1. Variables and resource group
LOC=centralindia
RG=rg-backup-lab
SA=stbkuplab$RANDOM # must be globally unique, lowercase
VAULT=bv-backup-lab
CONTAINER=documents
az group create -n $RG -l $LOC -o table
2. Create the storage account and a container
az storage account create -n $SA -g $RG -l $LOC \
--sku Standard_LRS --kind StorageV2 -o table
az storage container create --account-name $SA -n $CONTAINER \
--auth-mode login -o table
3. Enable operational backup (the three account features + PITR)
Operational backup for Blob is enabling soft delete, versioning, change feed and restore-policy on the account. Versioning and change feed are mandatory for PITR:
# Blob versioning + change feed + soft delete (blob & container) + PITR window
az storage account blob-service-properties update \
--account-name $SA -g $RG \
--enable-versioning true \
--enable-change-feed true \
--enable-delete-retention true --delete-retention-days 7 \
--enable-container-delete-retention true --container-delete-retention-days 7 \
--enable-restore-policy true --restore-days 6 -o table
Note --restore-days (the PITR window) must be less than the soft-delete retention — Azure rejects a PITR window equal to or larger than the delete-retention days.
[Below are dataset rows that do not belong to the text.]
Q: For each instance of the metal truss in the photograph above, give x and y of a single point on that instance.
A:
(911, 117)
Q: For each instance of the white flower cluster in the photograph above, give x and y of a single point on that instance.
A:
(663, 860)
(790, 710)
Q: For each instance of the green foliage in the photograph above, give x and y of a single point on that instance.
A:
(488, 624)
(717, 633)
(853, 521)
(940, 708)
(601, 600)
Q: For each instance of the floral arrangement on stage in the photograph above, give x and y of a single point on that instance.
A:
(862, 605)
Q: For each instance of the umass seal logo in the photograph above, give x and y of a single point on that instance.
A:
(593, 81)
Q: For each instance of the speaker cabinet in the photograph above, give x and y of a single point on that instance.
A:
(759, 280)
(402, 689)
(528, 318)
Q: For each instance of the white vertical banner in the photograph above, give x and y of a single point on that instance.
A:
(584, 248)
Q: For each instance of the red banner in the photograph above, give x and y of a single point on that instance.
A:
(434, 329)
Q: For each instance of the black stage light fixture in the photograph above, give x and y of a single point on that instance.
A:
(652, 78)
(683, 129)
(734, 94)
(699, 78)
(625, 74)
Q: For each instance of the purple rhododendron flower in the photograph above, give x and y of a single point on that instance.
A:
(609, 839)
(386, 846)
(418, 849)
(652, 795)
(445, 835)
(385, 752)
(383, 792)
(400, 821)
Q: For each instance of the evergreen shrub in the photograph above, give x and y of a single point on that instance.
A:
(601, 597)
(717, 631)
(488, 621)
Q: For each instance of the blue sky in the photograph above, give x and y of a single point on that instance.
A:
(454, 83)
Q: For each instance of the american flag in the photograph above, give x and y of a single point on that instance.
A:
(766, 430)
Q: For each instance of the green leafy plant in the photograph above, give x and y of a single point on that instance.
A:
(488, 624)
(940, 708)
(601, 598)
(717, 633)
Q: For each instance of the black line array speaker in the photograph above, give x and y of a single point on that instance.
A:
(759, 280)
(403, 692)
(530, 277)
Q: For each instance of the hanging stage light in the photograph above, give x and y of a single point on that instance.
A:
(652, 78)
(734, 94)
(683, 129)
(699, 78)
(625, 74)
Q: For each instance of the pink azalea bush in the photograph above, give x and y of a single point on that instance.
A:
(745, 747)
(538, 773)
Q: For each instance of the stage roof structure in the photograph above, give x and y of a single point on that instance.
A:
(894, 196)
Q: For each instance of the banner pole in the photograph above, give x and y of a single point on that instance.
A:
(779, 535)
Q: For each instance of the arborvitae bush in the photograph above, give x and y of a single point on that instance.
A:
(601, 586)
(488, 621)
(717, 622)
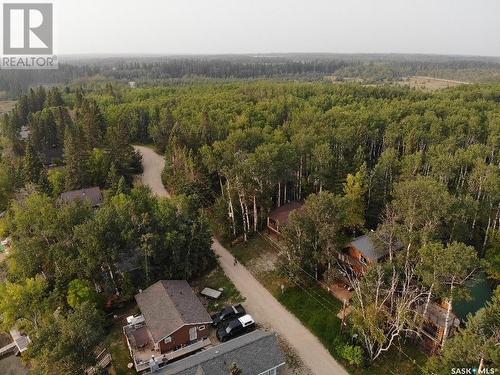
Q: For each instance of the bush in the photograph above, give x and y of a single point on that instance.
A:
(353, 354)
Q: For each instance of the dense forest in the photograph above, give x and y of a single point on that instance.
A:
(156, 70)
(69, 264)
(419, 169)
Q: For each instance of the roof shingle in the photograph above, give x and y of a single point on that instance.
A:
(167, 305)
(253, 353)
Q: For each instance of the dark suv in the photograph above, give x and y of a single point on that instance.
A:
(235, 328)
(228, 313)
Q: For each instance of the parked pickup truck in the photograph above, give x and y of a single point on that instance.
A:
(235, 328)
(228, 313)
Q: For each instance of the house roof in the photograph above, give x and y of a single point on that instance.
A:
(167, 305)
(281, 213)
(92, 194)
(253, 353)
(368, 248)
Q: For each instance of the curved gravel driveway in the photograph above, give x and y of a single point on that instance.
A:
(261, 304)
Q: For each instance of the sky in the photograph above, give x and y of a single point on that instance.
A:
(460, 27)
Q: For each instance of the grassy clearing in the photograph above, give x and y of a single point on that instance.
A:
(115, 341)
(217, 279)
(317, 310)
(256, 247)
(119, 351)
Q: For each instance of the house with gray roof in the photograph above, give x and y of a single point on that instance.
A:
(365, 249)
(92, 195)
(173, 323)
(256, 353)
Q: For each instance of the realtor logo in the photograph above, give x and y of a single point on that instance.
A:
(28, 36)
(27, 29)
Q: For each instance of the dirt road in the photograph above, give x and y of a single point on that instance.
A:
(153, 165)
(261, 304)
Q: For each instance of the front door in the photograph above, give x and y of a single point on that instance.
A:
(193, 333)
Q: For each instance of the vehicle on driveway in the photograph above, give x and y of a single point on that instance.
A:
(235, 328)
(228, 313)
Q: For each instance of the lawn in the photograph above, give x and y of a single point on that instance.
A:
(216, 279)
(254, 248)
(317, 310)
(119, 350)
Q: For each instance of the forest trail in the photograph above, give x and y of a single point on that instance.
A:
(259, 302)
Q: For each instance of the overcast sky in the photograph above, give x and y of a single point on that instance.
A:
(468, 27)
Confirm:
az storage account blob-service-properties show \
--account-name $SA -g $RG \
--query "{versioning:isVersioningEnabled, changeFeed:changeFeed.enabled, restore:restorePolicy}" -o json
Expected: versioning: true, changeFeed.enabled: true, and a restorePolicy with enabled: true and your day count.
4. Create a Backup vault
az dataprotection backup-vault create \
--vault-name $VAULT -g $RG -l $LOC \
--type SystemAssigned \
--storage-settings datastore-type="VaultStore" type="LocallyRedundant" \
-o table
(Use type="GeoRedundant" in production for cross-region restore. The vault gets a system-assigned managed identity which Backup uses to read the source.)
5. Grant the vault’s identity read on the storage account
Vaulted backup needs the vault’s managed identity to have Storage Account Backup Contributor (or Reader + Storage Blob Data roles per the backup type) on the source:
VAULT_PID=$(az dataprotection backup-vault show -n $VAULT -g $RG --query identity.principalId -o tsv)
SA_ID=$(az storage account show -n $SA -g $RG --query id -o tsv)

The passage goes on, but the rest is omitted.